As an example, let's define a Function that will just return the body of the WS.Response in a Play HTTP Result:
Function<WS.Response, Result> echo = new Function<WS.Response, Result>() {
public Result apply(WS.Response response) {
return ok(response.asText());
}
}
Now let's use this Function in a WS call in a controller:
public static Promise<Result> index() {
final Promise<Result> resultPromise = WS.url("http://google.com").get().map(echo);
return resultPromise;
}
Once the Promise has been fulfilled, the echo function defined earlier will be executed inside map, returning the Promise<Result>. The two previous blocks of code could also be written like this (combined into one with an anonymous function):
public static Promise<Result> index() {
final Promise<Result> resultPromise = WS.url("http://google.com").get().map(
new Function<WS.Response, Result>() {
public Result apply(WS.Response response) {
return ok(response.asText());
}
}
);
return resultPromise;
}
As a crude example, let's say we need to make two WS calls. The second WS call will depend on the first. Perhaps the first call will give us some URL we will use to make the second WS call.

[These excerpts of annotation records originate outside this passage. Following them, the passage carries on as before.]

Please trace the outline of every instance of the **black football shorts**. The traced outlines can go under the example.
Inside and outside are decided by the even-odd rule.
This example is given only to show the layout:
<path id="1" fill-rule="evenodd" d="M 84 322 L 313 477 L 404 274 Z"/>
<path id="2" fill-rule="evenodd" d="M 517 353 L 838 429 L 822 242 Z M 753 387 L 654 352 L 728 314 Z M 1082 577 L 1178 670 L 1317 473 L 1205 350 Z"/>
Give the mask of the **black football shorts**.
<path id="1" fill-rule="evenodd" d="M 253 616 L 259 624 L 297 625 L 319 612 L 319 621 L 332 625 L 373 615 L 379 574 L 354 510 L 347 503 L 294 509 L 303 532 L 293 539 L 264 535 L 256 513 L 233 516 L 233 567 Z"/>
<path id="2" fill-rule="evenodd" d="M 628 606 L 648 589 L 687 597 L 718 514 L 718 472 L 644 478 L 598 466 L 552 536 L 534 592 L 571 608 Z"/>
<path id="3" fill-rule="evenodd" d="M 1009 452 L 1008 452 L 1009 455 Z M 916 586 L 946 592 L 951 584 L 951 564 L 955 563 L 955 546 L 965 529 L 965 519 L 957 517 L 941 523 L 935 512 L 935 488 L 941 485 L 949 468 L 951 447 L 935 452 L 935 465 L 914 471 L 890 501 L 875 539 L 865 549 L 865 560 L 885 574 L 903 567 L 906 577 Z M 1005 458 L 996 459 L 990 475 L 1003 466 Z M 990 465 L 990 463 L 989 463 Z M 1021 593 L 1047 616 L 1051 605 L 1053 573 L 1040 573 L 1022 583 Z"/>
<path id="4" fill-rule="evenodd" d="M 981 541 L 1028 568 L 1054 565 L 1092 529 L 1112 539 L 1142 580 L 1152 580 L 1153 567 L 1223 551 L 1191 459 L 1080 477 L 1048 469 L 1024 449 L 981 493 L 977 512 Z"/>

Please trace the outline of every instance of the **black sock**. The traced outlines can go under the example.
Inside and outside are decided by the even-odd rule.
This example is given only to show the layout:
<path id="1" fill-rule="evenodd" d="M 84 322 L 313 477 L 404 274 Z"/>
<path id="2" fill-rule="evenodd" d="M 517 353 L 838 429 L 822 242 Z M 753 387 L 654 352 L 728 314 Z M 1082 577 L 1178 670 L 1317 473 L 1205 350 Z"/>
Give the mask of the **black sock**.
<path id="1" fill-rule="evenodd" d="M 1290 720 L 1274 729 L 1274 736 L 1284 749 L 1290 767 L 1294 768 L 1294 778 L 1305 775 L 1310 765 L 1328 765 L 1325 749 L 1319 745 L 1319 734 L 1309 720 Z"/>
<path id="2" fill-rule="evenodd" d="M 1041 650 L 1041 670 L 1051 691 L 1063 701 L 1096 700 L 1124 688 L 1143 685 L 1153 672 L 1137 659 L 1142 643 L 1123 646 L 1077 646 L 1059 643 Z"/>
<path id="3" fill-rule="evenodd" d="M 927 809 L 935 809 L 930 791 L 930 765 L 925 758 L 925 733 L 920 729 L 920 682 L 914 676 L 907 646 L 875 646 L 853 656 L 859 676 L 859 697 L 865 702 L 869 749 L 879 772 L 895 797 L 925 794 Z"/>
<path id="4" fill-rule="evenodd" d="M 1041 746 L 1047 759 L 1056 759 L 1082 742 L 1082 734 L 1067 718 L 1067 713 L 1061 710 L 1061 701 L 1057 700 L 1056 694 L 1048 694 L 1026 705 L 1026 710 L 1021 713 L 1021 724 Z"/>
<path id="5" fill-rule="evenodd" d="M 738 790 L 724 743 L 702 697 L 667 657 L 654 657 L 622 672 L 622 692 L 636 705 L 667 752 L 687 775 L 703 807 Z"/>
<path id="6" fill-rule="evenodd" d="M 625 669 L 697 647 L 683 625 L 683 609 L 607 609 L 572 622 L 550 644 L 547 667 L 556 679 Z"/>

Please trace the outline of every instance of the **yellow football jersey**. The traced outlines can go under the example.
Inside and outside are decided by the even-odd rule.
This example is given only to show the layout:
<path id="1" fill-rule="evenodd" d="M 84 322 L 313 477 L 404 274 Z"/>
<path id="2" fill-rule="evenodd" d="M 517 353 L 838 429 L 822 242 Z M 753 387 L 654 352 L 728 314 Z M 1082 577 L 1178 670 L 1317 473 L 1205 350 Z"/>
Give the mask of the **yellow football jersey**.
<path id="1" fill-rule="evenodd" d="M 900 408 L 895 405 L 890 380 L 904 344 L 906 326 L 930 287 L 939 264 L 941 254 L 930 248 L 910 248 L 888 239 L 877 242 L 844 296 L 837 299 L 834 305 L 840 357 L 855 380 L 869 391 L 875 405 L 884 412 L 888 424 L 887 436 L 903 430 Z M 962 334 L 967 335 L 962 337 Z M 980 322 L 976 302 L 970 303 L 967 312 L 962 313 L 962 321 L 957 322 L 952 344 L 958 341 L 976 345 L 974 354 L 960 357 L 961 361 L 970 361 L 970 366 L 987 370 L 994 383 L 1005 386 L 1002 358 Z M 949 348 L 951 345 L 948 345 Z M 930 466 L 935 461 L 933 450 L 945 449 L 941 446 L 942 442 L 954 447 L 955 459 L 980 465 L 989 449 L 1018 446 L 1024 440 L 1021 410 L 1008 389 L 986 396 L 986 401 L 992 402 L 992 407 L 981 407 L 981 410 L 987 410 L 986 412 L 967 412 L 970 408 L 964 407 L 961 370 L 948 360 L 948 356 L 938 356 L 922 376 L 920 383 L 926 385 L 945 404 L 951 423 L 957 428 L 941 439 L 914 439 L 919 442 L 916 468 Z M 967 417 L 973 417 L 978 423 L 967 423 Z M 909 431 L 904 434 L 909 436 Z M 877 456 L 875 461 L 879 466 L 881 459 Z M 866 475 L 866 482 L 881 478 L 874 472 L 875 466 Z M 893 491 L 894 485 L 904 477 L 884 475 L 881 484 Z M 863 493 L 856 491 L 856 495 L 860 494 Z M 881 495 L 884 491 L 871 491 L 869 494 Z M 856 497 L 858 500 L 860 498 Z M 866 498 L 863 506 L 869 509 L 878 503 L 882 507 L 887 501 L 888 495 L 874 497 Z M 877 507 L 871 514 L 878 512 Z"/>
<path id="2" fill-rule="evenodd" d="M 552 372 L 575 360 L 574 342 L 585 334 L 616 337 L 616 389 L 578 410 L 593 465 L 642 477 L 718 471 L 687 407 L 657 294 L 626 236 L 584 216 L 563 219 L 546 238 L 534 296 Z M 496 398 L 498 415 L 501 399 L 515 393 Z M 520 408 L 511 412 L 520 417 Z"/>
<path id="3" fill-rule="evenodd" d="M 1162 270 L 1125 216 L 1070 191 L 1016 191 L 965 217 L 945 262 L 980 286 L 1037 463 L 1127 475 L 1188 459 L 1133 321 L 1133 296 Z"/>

This is where flatMap comes into picture. We will need two functions to accomplish this task. The first function is what is passed to flatMap, which will be executed when the first WS.Response is received. This first function will use the first response to make the second WS call, which returns another Promise<WS.Response> that must be mapped to get our final result. So we map the second result with a second function that translates the WS.Response into our Result.
So what happened? If we used map instead of flatMap in both instances, the chain of events would go something like this:
The first get() returned a Promise<WS.Response>, then we map the contained WS.Response to a Promise<Result>. That, however, would leave us with a Promise<Promise<WS.Response>>, which is not very desirable. Using flatMap in the outer function instead will flatten the Promises into a single Promise<Result>. Simiarly, if you were doing 3 or more nested calls, you would map each result to an inner function, and have just one flatMap at the outer level to flatten everything at the end.
This all of course looks much more beautiful in Scala.